Migrate some semantic information from data-parsoid to data-mw
Open, NormalPublic

Description

Information about whether a native wikitext construct or a HTML tag generated a HTML dom element is currently recorded as part of the "stx": "html" flag in data-parsoid. Data-parsoid is considered private information and is not exposed to clients (while they are free to inspect it, there are no guarantees that the spec and format of it won't change without notice). However data-mw is public semantic information.

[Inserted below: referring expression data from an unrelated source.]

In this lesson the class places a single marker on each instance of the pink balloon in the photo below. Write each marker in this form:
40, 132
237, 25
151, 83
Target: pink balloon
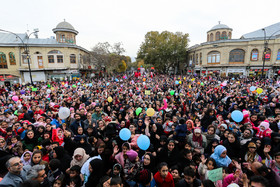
15, 98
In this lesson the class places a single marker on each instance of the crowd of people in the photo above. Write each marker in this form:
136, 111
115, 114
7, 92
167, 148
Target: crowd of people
191, 132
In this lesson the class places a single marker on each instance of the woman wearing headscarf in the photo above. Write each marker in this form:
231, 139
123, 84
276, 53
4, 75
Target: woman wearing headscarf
60, 154
96, 172
220, 156
79, 157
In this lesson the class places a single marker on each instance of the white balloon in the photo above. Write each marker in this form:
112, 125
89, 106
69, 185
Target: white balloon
64, 113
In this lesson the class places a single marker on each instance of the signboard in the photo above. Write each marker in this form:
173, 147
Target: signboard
215, 174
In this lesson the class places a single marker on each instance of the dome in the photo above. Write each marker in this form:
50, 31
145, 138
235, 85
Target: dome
220, 26
65, 27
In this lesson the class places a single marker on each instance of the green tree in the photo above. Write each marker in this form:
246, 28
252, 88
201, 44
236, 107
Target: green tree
164, 50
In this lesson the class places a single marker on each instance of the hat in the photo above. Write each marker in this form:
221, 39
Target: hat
252, 145
131, 154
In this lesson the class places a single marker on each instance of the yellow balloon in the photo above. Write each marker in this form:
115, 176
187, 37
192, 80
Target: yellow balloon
259, 90
150, 112
110, 99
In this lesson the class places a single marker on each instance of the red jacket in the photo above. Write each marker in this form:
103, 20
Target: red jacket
167, 182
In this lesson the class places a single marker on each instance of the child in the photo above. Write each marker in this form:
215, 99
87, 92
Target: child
205, 166
269, 162
163, 178
26, 158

This HTML syntax flag seems like semantic information as far as serializability is concerned. For example, there is no way currently for clients to specify that Parsoid should generate a HTML tag during serialization since data-parsoid is not something they should be messing with.

This also matters for https://gerrit.wikimedia.org/r/#/c/208993/ where we are currently blanket-stripping data-parsoid but this means that some information is lost where the subst-ing produces HTML tags.

ssastry created this task.May 29 2015, 10:42 PM
ssastry updated the task description. (Show Details)
ssastry raised the priority of this task from to Normal.
ssastry added a subscriber: ssastry.
Restricted Application added a subscriber: Aklapper. · View Herald Transcript
GWicke moved this task from Backlog to Future on the RESTBase board.Jun 29 2015, 5:26 PM
cscott added a subscriber: cscott.Feb 11 2016, 7:18 PM

Can we bikeshed on a proper name? "stx: html" isn't really intuitive for an externally-visible API.

data-mw='{"repr":"html"}' or data-mw-repr="html"? repr being short for representation. But that's not terribly better than stx. Better ideas?

The values are html and wt? Is it an observation or a command to Parsoid? If the latter, should it be serialiseAs or something?

<b serializeAs="html">
<b serializeAs="wt">

Of course one or the other of those (the latter?) would presumably be the default and wouldn't need to be spelled out.

The values are html and wt? Is it an observation or a command to Parsoid? If the latter, should it be serialiseAs or something?

Like all data-mw info, it is read/write. It is best to think of it as a property declaration.

Alternative to 'stx': 'html" would be 'html': true

Yeah, though the serialisation format might (?!) differ between tags, e.g. <video>? Also <b serializeAs="md"> for future-proofing. :-)

I am going to veto the 'serializeAs' attribute. Let us continue to use declarations.

cscott added a comment.EditedFeb 11 2016, 7:29 PM

@ssastry oh, agreed. I just spelled it as an attribute rather than embedded within data-mw because I was lazy about typing.

<b data-mw='{"serializeAs": "html" }'>

But I'm not sure I agree with @Jdforrester-WMF that this should have the imperative tense and be a "command to Parsoid". This is also output from the wt2html pass. It ought to describe the content's preferred format, not command parsoid.

But I also agree with @Jdforrester that we might want to leave room for future fine distinctions in wikitext presentation. Maybe format is a good name? format=html and format=wt, with future expandability for tags which can be serialized in multiple ways. Maybe even format=wt-singleline or something like that to handle some whitespace issues?

This is also output from the wt2html pass.

Yes, but in the context of "on round-trip you must re-serialise as this lest we break things", right?

This is also output from the wt2html pass.

Yes, but in the context of "on round-trip you must re-serialise as this lest we break things", right?

I'm not totally sure. You might have a third party data source of Parsoid-format DOM, where you're just indicating "this was originally an html tag" or "this will be more readable if you format it in the following way when rendered as wikitext". And serializeAs implies there's only one serialization (to wikitext) -- it might be more forward-thinking to scope this as a hint about *wikitext* serialization specifically.

Note that this patch, whenever it is written and deployed, could result in a complete re-rendering of a lot of the stored content in RESTBase .. since most pages have some html tag or the other. The thing to check is if we set these attributes on templated content. If not, then fewer pages will be affected, but nevertheless a large number of pages are likely to get re-rendered.

GWicke moved this task from Backlog to watching on the Services board.Jul 11 2017, 10:56 PM
GWicke edited projects, added Services (watching); removed Services.